Schwestern und Brüder, eine solche Liebe, ganz für uns, bis zum Letzten, die Liebe Jesu ist in der Lage, unsere Herzen aus Stein in Herzen aus Fleisch zu verwandeln. Es ist eine Liebe des Mitleids, der Zärtlichkeit und des Mitgefühls. Der Stil Gottes ist dieser: Nähe, Zärtlichkeit, Mitgefühl. So ist Gott. Der verlassene Christus bewegt uns dazu, ihn in den Verlassenen zu suchen und zu lieben. Denn bei ihnen handelt es sich nicht allein um Bedürftige, sondern auch um ihn, den verlassenen Jesus, denjenigen, der uns gerettet hat, indem er bis in die Tiefen unseres Menschseins hinabgestiegen ist. Er ist bei einem jeden von ihnen, verlassen bis zum Tod… Ich denke an den so genannten „Mann von der Straße“, den Deutschen, der unter den Kolonnaden starb, allein, verlassen. Er ist Jesus für einen jeden von uns. So viele brauchen unsere Nähe, so viele Verlassene. Auch ich brauche Jesus, der mich streichelt und mir nahe kommt, und deshalb gehe ich zu ihm in den Verlassenen, in den Einsamen. Er möchte, dass wir uns um die Brüder und Schwestern kümmern, die ihm in seinem extremen Schmerz und in seiner Einsamkeit am ähnlichsten sind. Heute, liebe Brüder und Schwestern, gibt es so manchen „verlassenen Christus“. Es gibt ganze Völker, die ausgebeutet und sich selbst überlassen werden; es gibt arme Menschen, die an den Kreuzungen unserer Straßen leben und deren Blicken wir nicht zu begegnen wagen; es gibt Migranten, die keine Personen mehr sind, sondern Nummern; es gibt abgewiesene Gefangene, Menschen, die als Problem katalogisiert werden. Aber es gibt auch so manchen verlassenen Christus, der unsichtbar ist und versteckt und mit weißen Handschuhen aussortiert wird: ungeborene Kinder, ältere Menschen, die allein gelassen werden – es könnte dein Vater sein, deine Mutter vielleicht, der Opa, die Oma, die in Pflegeeinrichtungen verlassen worden sind –, Kranke, die nicht besucht werden, Behinderte, die ignoriert werden, junge Menschen, die eine große Leere in sich verspüren, ohne dass jemand wirklich ihren Schmerzensschrei hört. Und sie finden keinen anderen Weg als die Selbsttötung. Die Verlassenen von heute. So mancher Christus von heute.

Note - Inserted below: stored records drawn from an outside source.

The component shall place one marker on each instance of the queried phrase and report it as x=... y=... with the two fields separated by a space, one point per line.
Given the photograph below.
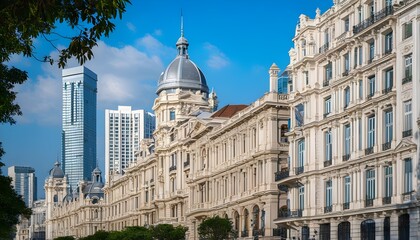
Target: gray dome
x=56 y=171
x=182 y=72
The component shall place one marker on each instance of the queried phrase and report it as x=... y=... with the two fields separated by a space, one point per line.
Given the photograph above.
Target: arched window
x=367 y=229
x=344 y=231
x=404 y=227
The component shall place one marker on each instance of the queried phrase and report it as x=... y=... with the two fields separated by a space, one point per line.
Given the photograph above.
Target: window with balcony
x=347 y=142
x=388 y=42
x=347 y=192
x=346 y=97
x=408 y=69
x=370 y=187
x=328 y=149
x=371 y=134
x=388 y=185
x=327 y=106
x=407 y=29
x=388 y=133
x=328 y=196
x=388 y=81
x=407 y=128
x=372 y=86
x=408 y=175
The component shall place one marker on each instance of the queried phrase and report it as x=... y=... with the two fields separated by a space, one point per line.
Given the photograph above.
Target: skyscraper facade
x=79 y=123
x=24 y=183
x=124 y=129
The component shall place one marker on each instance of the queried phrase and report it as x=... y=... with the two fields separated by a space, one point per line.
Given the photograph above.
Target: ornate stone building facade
x=354 y=145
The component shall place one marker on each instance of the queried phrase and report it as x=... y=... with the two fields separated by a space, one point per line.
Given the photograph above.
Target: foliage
x=11 y=206
x=215 y=228
x=168 y=232
x=65 y=238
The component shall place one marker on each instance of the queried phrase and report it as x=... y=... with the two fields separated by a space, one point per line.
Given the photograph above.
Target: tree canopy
x=21 y=23
x=215 y=228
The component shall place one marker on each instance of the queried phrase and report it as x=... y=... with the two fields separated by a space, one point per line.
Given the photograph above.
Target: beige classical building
x=354 y=137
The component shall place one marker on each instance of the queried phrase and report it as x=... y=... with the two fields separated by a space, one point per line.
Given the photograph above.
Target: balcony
x=324 y=47
x=368 y=202
x=327 y=209
x=327 y=163
x=387 y=90
x=386 y=146
x=346 y=206
x=346 y=157
x=368 y=150
x=299 y=170
x=280 y=175
x=373 y=19
x=386 y=200
x=407 y=133
x=407 y=79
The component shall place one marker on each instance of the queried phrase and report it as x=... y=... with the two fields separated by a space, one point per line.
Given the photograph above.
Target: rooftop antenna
x=182 y=24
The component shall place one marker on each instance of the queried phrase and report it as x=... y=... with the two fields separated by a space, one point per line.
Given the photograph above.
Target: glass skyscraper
x=79 y=124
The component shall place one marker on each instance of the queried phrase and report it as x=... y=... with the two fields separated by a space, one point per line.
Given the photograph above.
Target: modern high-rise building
x=124 y=129
x=79 y=123
x=24 y=183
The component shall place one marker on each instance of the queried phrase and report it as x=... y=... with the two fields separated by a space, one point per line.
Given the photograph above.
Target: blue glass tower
x=79 y=123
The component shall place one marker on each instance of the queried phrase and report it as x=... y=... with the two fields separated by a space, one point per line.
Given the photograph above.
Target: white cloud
x=131 y=27
x=217 y=59
x=126 y=76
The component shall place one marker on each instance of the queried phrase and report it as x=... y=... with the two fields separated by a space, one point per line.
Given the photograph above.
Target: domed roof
x=56 y=171
x=182 y=72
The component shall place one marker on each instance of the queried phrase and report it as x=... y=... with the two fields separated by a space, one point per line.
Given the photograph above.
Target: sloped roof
x=229 y=110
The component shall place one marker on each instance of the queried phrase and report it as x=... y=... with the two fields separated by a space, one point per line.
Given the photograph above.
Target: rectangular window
x=408 y=175
x=388 y=42
x=301 y=153
x=347 y=140
x=372 y=86
x=407 y=116
x=301 y=204
x=371 y=132
x=327 y=106
x=347 y=189
x=371 y=51
x=388 y=126
x=388 y=181
x=370 y=184
x=407 y=30
x=328 y=146
x=389 y=80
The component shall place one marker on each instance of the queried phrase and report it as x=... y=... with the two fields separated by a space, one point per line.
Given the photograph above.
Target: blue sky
x=233 y=42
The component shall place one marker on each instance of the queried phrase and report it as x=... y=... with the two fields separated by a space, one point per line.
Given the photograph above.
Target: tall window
x=327 y=106
x=371 y=50
x=328 y=146
x=347 y=141
x=301 y=203
x=372 y=86
x=370 y=187
x=408 y=175
x=347 y=191
x=389 y=80
x=407 y=119
x=328 y=196
x=388 y=184
x=371 y=132
x=388 y=42
x=407 y=29
x=388 y=126
x=346 y=97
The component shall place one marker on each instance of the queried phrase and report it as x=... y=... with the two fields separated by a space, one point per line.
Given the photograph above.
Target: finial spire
x=182 y=24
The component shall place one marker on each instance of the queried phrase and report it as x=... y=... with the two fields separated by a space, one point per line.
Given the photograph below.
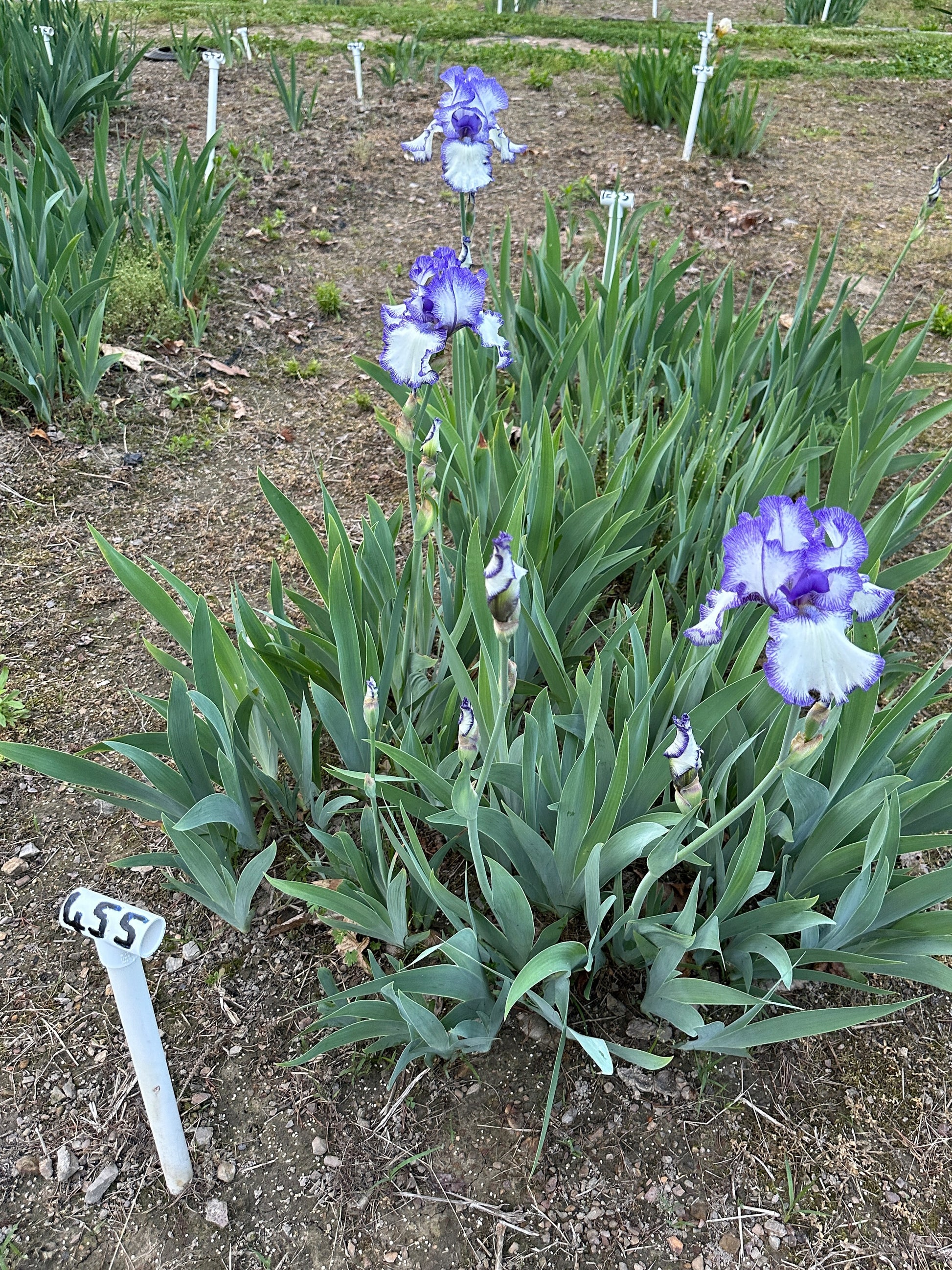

Der verlassene Jesus fordert uns auf, Augen und ein Herz für die Verlassenen zu haben. Für uns, die Jünger des verlassenen Herrn, darf niemand ausgegrenzt und niemand sich selbst überlassen werden; denn – denken wir daran – die Abgelehnten und Ausgeschlossenen sind lebendige Bilder Christi, sie erinnern uns an seine verrückte Liebe, an seine Verlassenheit, die uns aus aller Einsamkeit und Trostlosigkeit rettet. Schwestern und Brüder, bitten wir heute um diese Gnade: Den verlassenen Jesus lieben zu können und Jesus in jedem verlassenen Menschen lieben zu können. Bitten wir um die Gnade, den Herrn sehen und erkennen zu können, der noch immer in ihnen schreit. Lassen wir nicht zu, dass sich seine Stimme in der ohrenbetäubenden Stille der Gleichgültigkeit verliert. Wir sind von Gott nicht allein gelassen worden; kümmern wir uns um jene, die allein gelassen werden. Dann, nur dann, werden wir uns die Wünsche und Gefühle dessen zu eigen machen, der sich um unseretwillen »entäußerte« (Phil 2,7). Für uns entäußerte er sich vollkommen.